Fix issue in recompiling kernel with double GRF mode. #4287

chengjunlu · 2025-05-23T04:25:33Z

The name used in try-catch block shadows the names in outside block. Failed to return the new kernel on exit of the try-catch block. Use the new name inside the try-catch block can fix the issue.

Copilot

Pull Request Overview

This PR fixes a shadowing issue with the debug flag and ensures that the rebuilt kernel in large GRF mode is correctly returned, with proper cleanup and final logging.

Extracts the debugEnabled optional once at function scope to avoid shadowing in the try block
Renames the inner compile results to *_dgrf variants and swaps them with the outer values when beneficial
Adds cleanup of the unused Level Zero module/kernel and a final debug log after recompilation

Comments suppressed due to low confidence (3)

third_party/intel/backend/driver.c:240

Checking the optional debugEnabled with if (debugEnabled) only tests for presence of a value, not its truth. Use if (debugEnabled.value_or(false)) to correctly guard debug logs.

if (debugEnabled)

third_party/intel/backend/driver.c:230

[nitpick] Variable debugEnabled uses camelCase, which is inconsistent with the snake_case naming (e.g., n_spills) used elsewhere in this file. Consider renaming to debug_enabled for consistency.

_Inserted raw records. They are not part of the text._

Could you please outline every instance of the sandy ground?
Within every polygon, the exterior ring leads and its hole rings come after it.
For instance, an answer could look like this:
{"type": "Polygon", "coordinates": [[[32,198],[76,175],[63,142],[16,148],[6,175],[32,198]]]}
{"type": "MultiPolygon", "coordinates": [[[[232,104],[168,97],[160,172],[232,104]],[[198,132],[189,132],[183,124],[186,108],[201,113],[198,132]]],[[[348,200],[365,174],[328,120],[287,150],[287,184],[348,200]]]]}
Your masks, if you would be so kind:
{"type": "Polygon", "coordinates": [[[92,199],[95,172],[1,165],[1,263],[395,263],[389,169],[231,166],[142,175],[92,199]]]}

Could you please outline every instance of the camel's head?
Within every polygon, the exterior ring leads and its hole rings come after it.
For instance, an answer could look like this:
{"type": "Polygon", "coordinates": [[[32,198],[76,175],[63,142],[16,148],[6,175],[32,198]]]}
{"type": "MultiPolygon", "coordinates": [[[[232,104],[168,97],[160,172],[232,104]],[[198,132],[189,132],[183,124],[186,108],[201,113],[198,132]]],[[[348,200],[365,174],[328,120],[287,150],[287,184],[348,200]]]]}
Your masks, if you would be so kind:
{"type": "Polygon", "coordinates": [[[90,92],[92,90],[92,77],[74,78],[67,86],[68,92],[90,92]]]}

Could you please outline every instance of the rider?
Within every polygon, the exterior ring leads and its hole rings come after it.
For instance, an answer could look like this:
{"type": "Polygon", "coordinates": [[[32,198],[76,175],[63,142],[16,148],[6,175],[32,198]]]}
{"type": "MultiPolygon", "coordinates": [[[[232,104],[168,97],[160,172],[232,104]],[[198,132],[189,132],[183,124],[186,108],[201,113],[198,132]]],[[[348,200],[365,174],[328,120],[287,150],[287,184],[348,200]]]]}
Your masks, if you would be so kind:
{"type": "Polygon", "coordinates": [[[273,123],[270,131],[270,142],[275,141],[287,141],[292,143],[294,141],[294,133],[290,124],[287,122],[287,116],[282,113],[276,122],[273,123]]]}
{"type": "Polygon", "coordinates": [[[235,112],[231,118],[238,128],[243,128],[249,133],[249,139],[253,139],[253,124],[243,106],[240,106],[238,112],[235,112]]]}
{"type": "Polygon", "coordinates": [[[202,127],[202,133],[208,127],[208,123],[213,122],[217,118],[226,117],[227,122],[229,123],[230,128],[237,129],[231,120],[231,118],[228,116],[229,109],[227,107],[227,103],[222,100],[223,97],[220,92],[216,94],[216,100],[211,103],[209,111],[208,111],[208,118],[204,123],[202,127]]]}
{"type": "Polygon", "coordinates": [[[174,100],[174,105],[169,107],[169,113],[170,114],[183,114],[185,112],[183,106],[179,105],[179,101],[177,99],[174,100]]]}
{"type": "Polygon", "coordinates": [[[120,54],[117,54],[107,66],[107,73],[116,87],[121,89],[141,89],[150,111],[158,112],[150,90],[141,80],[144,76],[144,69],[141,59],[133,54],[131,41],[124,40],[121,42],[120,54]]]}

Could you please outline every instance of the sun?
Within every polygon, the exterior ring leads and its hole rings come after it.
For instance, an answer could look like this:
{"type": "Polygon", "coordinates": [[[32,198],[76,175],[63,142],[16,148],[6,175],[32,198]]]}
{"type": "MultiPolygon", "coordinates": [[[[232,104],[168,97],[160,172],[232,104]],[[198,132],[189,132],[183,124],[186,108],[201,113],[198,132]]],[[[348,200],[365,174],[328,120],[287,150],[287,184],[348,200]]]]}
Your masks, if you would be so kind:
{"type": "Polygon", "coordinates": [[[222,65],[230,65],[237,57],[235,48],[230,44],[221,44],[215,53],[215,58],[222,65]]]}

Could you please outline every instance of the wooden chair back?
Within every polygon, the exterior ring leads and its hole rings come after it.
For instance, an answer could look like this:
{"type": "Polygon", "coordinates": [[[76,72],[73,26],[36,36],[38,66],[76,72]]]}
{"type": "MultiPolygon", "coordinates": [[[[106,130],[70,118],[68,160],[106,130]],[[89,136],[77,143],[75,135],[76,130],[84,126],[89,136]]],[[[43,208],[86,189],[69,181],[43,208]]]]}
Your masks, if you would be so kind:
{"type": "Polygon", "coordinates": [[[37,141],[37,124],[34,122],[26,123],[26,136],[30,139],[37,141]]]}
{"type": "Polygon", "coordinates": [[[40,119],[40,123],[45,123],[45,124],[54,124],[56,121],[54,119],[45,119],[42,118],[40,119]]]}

const std::optional<bool> debugEnabled =

third_party/intel/backend/driver.c:239

The new recompilation branch for large GRF mode isn’t covered by existing tests. Add a unit or integration test that simulates n_spills > max_reg_spill to verify the fallback and cleanup behavior.

if (!is_GRF_mode_specified && n_spills > max_reg_spill) {

alexbaden · 2025-05-23T12:40:30Z

I am confused - looking through the code right now it looks like the automatic failover for the case when number of spills exceeds a certain threshold is not working because new l0_module, l0_kernel objects are created inside the try/catch block but are not used. Is that correct? Is that what this PR attempts to fix? It also looks like you also change the behavior to only use the large GRF mode if it results in fewer spills. Seems reasonable, but I wonder if it's worth the extra complexity of having to maintain both objects, and then manually delete the older ones.

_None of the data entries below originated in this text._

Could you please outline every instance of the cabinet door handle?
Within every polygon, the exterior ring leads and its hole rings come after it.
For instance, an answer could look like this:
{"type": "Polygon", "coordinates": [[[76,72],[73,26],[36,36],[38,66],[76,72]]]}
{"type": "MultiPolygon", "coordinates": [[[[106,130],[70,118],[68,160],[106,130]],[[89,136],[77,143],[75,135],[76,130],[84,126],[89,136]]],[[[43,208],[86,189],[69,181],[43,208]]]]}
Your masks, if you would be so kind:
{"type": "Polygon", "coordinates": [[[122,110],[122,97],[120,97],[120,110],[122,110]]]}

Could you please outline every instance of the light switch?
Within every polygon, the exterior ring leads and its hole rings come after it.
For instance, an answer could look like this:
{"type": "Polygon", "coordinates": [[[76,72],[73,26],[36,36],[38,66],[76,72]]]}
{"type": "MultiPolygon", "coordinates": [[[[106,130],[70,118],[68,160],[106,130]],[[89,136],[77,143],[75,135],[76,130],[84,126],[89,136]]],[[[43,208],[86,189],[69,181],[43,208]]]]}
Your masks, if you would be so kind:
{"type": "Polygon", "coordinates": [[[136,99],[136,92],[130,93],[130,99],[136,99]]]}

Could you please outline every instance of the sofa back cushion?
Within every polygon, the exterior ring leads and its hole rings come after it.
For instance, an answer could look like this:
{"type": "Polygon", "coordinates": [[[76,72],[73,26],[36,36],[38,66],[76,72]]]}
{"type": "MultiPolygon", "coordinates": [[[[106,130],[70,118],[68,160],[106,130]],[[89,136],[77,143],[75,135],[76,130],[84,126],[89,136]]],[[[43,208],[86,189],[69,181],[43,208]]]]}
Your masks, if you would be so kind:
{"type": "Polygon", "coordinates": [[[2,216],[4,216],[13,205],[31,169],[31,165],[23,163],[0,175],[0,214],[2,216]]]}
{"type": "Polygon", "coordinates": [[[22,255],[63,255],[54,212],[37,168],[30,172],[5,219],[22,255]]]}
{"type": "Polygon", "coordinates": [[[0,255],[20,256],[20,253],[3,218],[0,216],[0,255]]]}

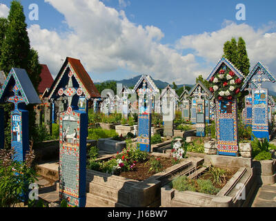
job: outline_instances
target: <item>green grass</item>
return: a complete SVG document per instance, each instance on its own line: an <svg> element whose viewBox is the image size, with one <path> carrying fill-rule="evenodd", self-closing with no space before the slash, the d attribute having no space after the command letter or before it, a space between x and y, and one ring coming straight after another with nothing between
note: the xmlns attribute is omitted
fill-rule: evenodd
<svg viewBox="0 0 276 221"><path fill-rule="evenodd" d="M114 129L106 130L102 128L89 128L88 139L98 140L100 138L109 138L118 135Z"/></svg>

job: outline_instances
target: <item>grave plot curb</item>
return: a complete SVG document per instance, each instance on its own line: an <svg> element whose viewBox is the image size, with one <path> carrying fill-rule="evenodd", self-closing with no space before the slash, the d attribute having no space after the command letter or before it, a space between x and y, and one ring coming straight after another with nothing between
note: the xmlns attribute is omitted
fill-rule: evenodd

I also think we need to find a way to unit test this code - especially if it is true that it has been broken all this time.

alexbaden · 2025-05-23T12:48:32Z

third_party/intel/backend/driver.c

                      << std::endl;
+          if (n_spills_dgrf < n_spills) {


Under what circumstances would this happen?

I would think in most cases number of spills should be less with double GRF, e.g., GEMM.

For most case the condition is true always. But it is just for some conner case we don't know yet.

I don’t think we should be adding this logic for corner cases we don’t know about. For one thing, we can’t test it. For another, it introduces a bunch of operations that involve containers we don’t control and can’t introspect. This opens us up to gnarly bugs in the future.

Make sense. We'd better not to over protect the in-possible case.

kurapov-peter · 2025-05-23T12:48:39Z

It looks to me that it didn't work, yup.

Seems reasonable, but I wonder if it's worth the extra complexity of having to maintain both objects, and then manually delete the older ones.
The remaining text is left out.